Monday, September 08, 2008

U.S. Government Takeover of Freddie Mac, Fannie Mae; Lower Interest Rates in Chicago?


I was sent this Crain's Chicago Business story by our Rubloff executives this morning: Fannie-Freddie takeover sparks global stock rally
"The Bush administration announced Sunday it was seizing troubled mortgage giants Fannie Mae and Freddie Mac in a bid to help reverse a prolonged housing and credit crisis."


But here's the number you need to watch...and act on:
"Mark Zandi, chief economist at Moody's Economy.com predicted that 30-year mortgage rates, currently averaging 6.35 percent nationwide, could dip to close to 5.5 percent. That's because investors will be more willing to buy the debt issued by Fannie and Freddie — and at lower rates — since the federal government is now explicitly standing behind that debt."


With stable, and raising median prices, in many Chicago neighborhoods like Ravenswood, Lincoln Square, Lincoln Park, Lake View and North Center you have to buy in these moments where seller's get nervous about the market and interest rates drop.
As a Realtor, I'm always on the watch to take advantage of good prices and good interest rates to get my "move-up" house or to refinance.

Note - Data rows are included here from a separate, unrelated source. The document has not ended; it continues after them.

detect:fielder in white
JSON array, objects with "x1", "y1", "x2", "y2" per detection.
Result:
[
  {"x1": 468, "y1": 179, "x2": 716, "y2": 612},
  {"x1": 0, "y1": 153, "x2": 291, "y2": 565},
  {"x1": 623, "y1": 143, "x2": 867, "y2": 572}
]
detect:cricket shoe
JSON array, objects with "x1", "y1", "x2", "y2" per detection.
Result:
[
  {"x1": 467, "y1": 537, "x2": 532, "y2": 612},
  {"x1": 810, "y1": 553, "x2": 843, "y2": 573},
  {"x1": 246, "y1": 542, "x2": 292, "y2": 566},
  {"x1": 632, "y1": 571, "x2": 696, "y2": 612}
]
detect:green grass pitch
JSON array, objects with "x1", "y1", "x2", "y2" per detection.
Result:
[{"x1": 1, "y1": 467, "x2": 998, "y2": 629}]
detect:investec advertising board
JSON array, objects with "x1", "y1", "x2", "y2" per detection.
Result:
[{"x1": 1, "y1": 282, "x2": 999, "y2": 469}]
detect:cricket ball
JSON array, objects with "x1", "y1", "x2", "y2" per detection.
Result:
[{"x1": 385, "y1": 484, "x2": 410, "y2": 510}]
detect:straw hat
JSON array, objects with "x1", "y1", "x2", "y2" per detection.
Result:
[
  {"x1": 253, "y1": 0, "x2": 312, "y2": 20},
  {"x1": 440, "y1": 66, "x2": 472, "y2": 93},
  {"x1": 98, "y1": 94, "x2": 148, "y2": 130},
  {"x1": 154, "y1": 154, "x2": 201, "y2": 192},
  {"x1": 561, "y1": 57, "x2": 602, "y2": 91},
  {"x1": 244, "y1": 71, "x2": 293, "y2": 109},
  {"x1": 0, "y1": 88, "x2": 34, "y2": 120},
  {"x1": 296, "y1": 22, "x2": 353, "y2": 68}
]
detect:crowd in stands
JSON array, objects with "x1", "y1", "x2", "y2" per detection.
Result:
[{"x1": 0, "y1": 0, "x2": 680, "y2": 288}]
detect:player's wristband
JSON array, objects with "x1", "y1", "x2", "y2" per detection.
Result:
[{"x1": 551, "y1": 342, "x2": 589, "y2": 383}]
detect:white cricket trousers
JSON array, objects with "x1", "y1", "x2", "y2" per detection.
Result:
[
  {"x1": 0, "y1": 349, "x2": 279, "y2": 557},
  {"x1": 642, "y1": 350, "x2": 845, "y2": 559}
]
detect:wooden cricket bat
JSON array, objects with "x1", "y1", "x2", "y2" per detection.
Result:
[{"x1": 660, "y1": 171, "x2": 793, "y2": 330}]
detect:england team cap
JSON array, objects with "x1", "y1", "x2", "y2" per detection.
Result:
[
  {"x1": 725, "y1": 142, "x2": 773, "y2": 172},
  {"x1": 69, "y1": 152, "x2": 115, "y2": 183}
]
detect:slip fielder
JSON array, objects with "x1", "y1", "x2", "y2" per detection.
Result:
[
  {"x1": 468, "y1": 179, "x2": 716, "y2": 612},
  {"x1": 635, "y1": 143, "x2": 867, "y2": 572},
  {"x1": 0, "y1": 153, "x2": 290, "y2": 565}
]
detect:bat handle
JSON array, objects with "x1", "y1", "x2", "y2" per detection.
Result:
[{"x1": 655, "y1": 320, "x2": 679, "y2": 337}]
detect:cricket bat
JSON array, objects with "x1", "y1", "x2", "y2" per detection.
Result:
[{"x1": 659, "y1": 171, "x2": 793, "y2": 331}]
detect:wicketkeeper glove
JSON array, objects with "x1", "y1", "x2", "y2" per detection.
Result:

If you are looking for your "move-up" house in Chicago, or may want to refinance your current loan please call me. Sometimes, you can time the market... historically fall and winter will average attractive asking prices and we could see a dip in mortgage interest rates. But you have to be educated, know what you want to buy and be ready to lock your rate.


I may looking to re-finance if the 5.5% becomes a reality and will have my mortgage guy at the ready to call me the second it does.

3 comments:

Anonymous said...

Lower interest rate - is it the solution? Or just a vicious circle? Wasn't the low interest rate (aimed to "kickstart" the economy) back in 2001 the root of all today's problems? I am West Toronto realtor and we are encountering similar problem in our market now (sales drop, frozen price...), but Bank of Canada is holding the rate. Good? Bad?
However, if you think it's good that this takeover will drop rates or not, I believe it's mainly big fraud, committed on taxpayers, who will be again saving some irresponsible businessmen...
Take care
Jill

Eric Rojas said...

Jill,

Thanks for the over the top rant. Your generalizations of the mortgage crisis do not ad to the conversation. As well, no need to link your generic web site TWICE... we get that you want incoming traffic.

If you read the post, Chicago has very strong local markets. Real estate prices and demand are literally determined property to property, street to street. For instance, there has been a glut of development in the downtown Loop market, yet Helmet Jahn's 600 N Fairbanks downtown high-rise sold out in short order for big dollars. It depends on the building, architect, views etc... One building sells out, one has to turn rental.

The point of my post was economic news can swing interest rates high and low. If you want that move-up property (say a single family home), you need to be ready to act when rates swing low. Get it?

I have many condo owners who want/need a single family home for their growing families. The single family home market in North Side Chicago neighborhoods is expensive and competitive. Well priced homes go fast.
Wouldn't it be nice if their Realtor and mortgage broker made them aware of an almost full point interest rate drop in less than a week making the home more affordable?

The Moody analysis was right... the interest rate dropped to 5.67% on Monday and climbed back today to 6% (conventional 30 year fixed), and looks to drop again this week.

Gee, I'd like to lock my rate and find a house at 5.6% or so rather than the 6.5% of last week.

I would have appreciated a specific opinion or example than a generalized rant in a spam post.

Anonymous said...

How much more stable do you find the Chicago real estate market at the moment when compared to some of the other markets around the country? I like the fact that you point out that it IS situational. So often when a seller puts a home on the market there are a multitude of factors involved, such as relocation. For buyers this could provide a real spark, as long as they can secure financing.